Do not make balage from a paddock contaminated with dung, especially one
fertilised with poultry manure. Move bales as soon as possible after
wrapping to their final resting place, and do not move them again.
Check bales regularly for holes and tape them up.
Get the moisture content right at baling to increase your chances of
good balage. Wetter balage not only runs an increased risk of clostridial
spoilage, it can also be damaged through freezing. If the grass is getting
too dry, make hay.
Never use a tedder unless it allows you to get it baled before rain strikes.
Tedding usually shouldn't be necessary - the "fluffing up" that results will
only serve to put more air into the finished bale, which you don't want.
Ensure the rake doesn't contact the ground, stirring up dust which can put
clostridial bacteria on the grass.
Avoid baling small-animal carcasses with the grass.

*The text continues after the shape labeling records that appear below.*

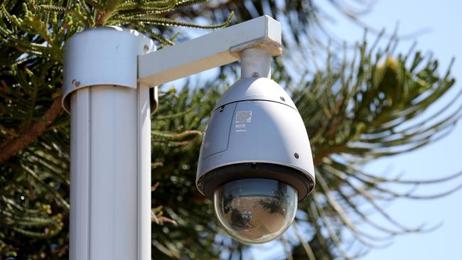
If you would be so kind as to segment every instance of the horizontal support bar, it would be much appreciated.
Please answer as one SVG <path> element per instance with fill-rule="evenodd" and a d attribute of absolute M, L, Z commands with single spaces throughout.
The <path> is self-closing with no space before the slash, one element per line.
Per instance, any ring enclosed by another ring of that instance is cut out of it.
<path fill-rule="evenodd" d="M 156 86 L 237 61 L 250 48 L 281 54 L 281 26 L 268 16 L 139 56 L 138 82 Z"/>

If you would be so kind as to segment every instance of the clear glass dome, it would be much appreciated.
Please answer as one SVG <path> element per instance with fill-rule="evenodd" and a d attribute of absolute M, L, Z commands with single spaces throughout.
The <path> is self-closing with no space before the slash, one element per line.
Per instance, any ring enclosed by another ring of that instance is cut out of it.
<path fill-rule="evenodd" d="M 275 180 L 230 181 L 213 193 L 215 211 L 225 229 L 249 244 L 272 241 L 290 226 L 297 210 L 297 193 Z"/>

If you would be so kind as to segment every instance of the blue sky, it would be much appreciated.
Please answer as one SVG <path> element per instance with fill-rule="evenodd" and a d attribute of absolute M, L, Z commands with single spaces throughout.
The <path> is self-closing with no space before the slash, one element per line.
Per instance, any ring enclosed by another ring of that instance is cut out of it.
<path fill-rule="evenodd" d="M 352 1 L 353 2 L 353 1 Z M 328 24 L 331 32 L 338 38 L 353 43 L 362 37 L 363 31 L 358 25 L 344 18 L 333 9 L 329 14 L 336 21 Z M 399 33 L 416 37 L 403 40 L 397 50 L 406 53 L 417 40 L 417 49 L 431 51 L 440 61 L 441 68 L 447 67 L 452 57 L 456 63 L 452 74 L 458 80 L 456 88 L 462 87 L 462 1 L 457 0 L 379 0 L 370 13 L 361 16 L 364 23 L 377 30 L 386 28 L 391 33 L 399 23 Z M 452 92 L 444 97 L 447 102 Z M 431 109 L 436 111 L 441 104 Z M 394 174 L 404 173 L 409 179 L 431 179 L 462 170 L 462 124 L 445 139 L 417 151 L 380 160 L 366 167 L 369 171 Z M 462 183 L 459 178 L 450 183 L 420 188 L 420 194 L 437 193 Z M 435 231 L 424 234 L 397 237 L 390 247 L 372 250 L 364 259 L 462 259 L 462 191 L 434 200 L 401 200 L 387 207 L 387 212 L 411 227 L 426 223 L 434 226 L 442 223 Z M 378 217 L 375 217 L 379 220 Z"/>

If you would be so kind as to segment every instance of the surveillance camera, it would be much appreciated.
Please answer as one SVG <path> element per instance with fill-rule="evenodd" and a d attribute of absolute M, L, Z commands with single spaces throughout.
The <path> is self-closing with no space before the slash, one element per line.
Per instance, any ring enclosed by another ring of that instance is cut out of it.
<path fill-rule="evenodd" d="M 248 244 L 277 238 L 314 183 L 308 134 L 292 99 L 269 78 L 239 80 L 215 108 L 196 178 L 225 229 Z"/>

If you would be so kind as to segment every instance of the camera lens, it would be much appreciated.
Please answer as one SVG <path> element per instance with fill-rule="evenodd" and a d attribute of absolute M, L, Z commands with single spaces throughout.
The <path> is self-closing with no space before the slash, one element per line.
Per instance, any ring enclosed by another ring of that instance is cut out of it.
<path fill-rule="evenodd" d="M 297 209 L 297 193 L 281 181 L 249 178 L 230 181 L 214 194 L 215 210 L 225 229 L 248 244 L 268 242 L 290 226 Z"/>

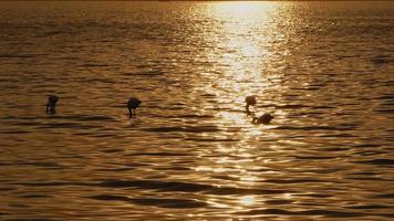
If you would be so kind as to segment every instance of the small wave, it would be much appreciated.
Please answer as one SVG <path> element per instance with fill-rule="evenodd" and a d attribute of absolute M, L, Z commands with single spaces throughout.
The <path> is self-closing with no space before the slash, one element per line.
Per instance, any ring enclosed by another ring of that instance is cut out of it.
<path fill-rule="evenodd" d="M 250 210 L 246 212 L 238 212 L 238 214 L 246 215 L 257 215 L 257 214 L 287 214 L 287 215 L 323 215 L 331 218 L 352 218 L 352 217 L 363 217 L 364 213 L 361 212 L 342 212 L 334 210 L 302 210 L 302 211 L 290 211 L 282 209 L 262 209 L 262 210 Z"/>
<path fill-rule="evenodd" d="M 48 196 L 48 194 L 24 194 L 24 196 L 21 196 L 20 198 L 49 198 L 51 196 Z"/>
<path fill-rule="evenodd" d="M 220 139 L 220 138 L 185 138 L 185 140 L 190 141 L 203 141 L 203 143 L 215 143 L 215 141 L 239 141 L 240 139 Z"/>
<path fill-rule="evenodd" d="M 201 208 L 207 207 L 208 203 L 197 201 L 197 200 L 187 200 L 187 199 L 169 199 L 169 198 L 128 198 L 124 196 L 115 194 L 98 194 L 89 197 L 90 199 L 104 200 L 104 201 L 124 201 L 131 202 L 134 204 L 142 206 L 155 206 L 162 208 Z"/>
<path fill-rule="evenodd" d="M 394 166 L 394 159 L 372 159 L 372 160 L 355 161 L 355 162 L 366 164 L 366 165 Z"/>
<path fill-rule="evenodd" d="M 375 194 L 374 197 L 394 199 L 394 193 Z"/>
<path fill-rule="evenodd" d="M 278 194 L 286 192 L 284 190 L 278 189 L 243 189 L 235 187 L 217 187 L 200 183 L 156 180 L 107 180 L 100 182 L 96 186 L 108 188 L 155 189 L 159 191 L 206 192 L 209 194 Z"/>
<path fill-rule="evenodd" d="M 348 130 L 348 128 L 332 127 L 332 126 L 279 126 L 273 129 L 286 129 L 286 130 Z"/>
<path fill-rule="evenodd" d="M 355 210 L 374 210 L 374 209 L 388 209 L 391 207 L 383 206 L 383 204 L 361 204 L 361 206 L 353 206 L 348 208 L 355 209 Z"/>
<path fill-rule="evenodd" d="M 104 116 L 104 115 L 71 115 L 71 116 L 56 116 L 55 118 L 61 118 L 61 119 L 74 119 L 74 120 L 81 120 L 81 122 L 114 122 L 114 117 L 110 116 Z"/>
<path fill-rule="evenodd" d="M 40 54 L 0 54 L 0 59 L 30 59 Z"/>
<path fill-rule="evenodd" d="M 212 118 L 212 115 L 195 115 L 195 114 L 186 114 L 186 115 L 178 115 L 177 118 Z"/>
<path fill-rule="evenodd" d="M 106 67 L 110 66 L 108 64 L 104 64 L 104 63 L 85 63 L 85 64 L 81 64 L 81 67 Z"/>
<path fill-rule="evenodd" d="M 145 128 L 145 131 L 158 131 L 158 133 L 210 133 L 210 131 L 220 131 L 217 126 L 195 126 L 195 127 L 153 127 Z"/>

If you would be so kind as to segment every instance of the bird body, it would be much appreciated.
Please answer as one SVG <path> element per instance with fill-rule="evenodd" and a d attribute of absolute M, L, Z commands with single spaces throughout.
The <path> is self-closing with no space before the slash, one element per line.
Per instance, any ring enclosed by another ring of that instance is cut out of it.
<path fill-rule="evenodd" d="M 251 123 L 253 125 L 259 125 L 259 124 L 269 124 L 273 119 L 273 116 L 270 114 L 263 114 L 260 117 L 253 117 Z"/>
<path fill-rule="evenodd" d="M 127 108 L 128 108 L 128 115 L 129 118 L 133 117 L 133 115 L 135 116 L 135 109 L 141 105 L 141 101 L 136 97 L 131 97 L 127 102 Z"/>
<path fill-rule="evenodd" d="M 59 97 L 56 95 L 49 95 L 46 103 L 46 114 L 54 114 Z"/>
<path fill-rule="evenodd" d="M 247 96 L 245 98 L 245 103 L 246 103 L 246 110 L 247 110 L 247 114 L 250 114 L 250 110 L 249 110 L 249 106 L 256 106 L 257 104 L 257 101 L 256 101 L 256 96 Z"/>

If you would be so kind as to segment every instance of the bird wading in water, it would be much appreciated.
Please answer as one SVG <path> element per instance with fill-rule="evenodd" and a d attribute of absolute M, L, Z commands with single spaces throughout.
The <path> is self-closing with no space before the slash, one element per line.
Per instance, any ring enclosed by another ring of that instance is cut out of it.
<path fill-rule="evenodd" d="M 131 97 L 127 102 L 127 108 L 128 108 L 128 116 L 132 118 L 133 116 L 136 116 L 135 110 L 136 108 L 141 105 L 141 101 L 136 97 Z"/>
<path fill-rule="evenodd" d="M 249 106 L 256 106 L 256 104 L 257 104 L 256 96 L 247 96 L 245 98 L 245 103 L 246 103 L 246 106 L 245 106 L 246 107 L 246 112 L 249 115 L 249 114 L 251 114 L 250 109 L 249 109 Z"/>
<path fill-rule="evenodd" d="M 259 125 L 259 124 L 270 124 L 271 119 L 273 119 L 273 116 L 270 114 L 263 114 L 260 117 L 253 117 L 251 123 L 253 125 Z"/>
<path fill-rule="evenodd" d="M 55 107 L 58 104 L 59 97 L 55 95 L 49 95 L 48 96 L 48 103 L 46 103 L 46 114 L 54 114 L 55 113 Z"/>

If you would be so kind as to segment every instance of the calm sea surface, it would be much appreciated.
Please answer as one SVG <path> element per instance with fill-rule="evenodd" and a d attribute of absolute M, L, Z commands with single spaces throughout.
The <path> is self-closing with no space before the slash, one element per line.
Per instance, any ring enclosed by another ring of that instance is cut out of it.
<path fill-rule="evenodd" d="M 0 105 L 0 220 L 394 219 L 394 2 L 1 2 Z"/>

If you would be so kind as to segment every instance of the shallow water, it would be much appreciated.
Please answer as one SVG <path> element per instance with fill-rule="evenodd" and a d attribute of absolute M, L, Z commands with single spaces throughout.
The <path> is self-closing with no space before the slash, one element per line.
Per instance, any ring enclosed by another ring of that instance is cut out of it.
<path fill-rule="evenodd" d="M 394 2 L 1 2 L 0 219 L 392 220 L 393 39 Z"/>

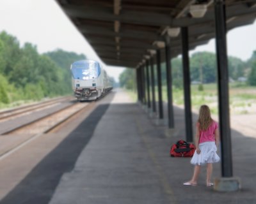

Store balage with some shelter from the sun. Fermentation is at its best
in the range of 15 to 25degC. Higher temperatures favour clostridial
bacteria, so avoid storing balage where its temperature is likely to
exceed 30deg.
The more even the temperature during the fermentation and storage,
the better.
Don't stack the bales.
When feeding a bale out over several days, close the plastic back over the
opening to keep air out as much as possible.
Clostridial spoilage arises from the production of butyric acid. The
balage will be sour and foul smelling, often like ammonia. You are likely
to find evidence of slime moulds. Never feed it out. In fact, do not feed
out any mouldy balage, even if it still has that distinctive balage smell.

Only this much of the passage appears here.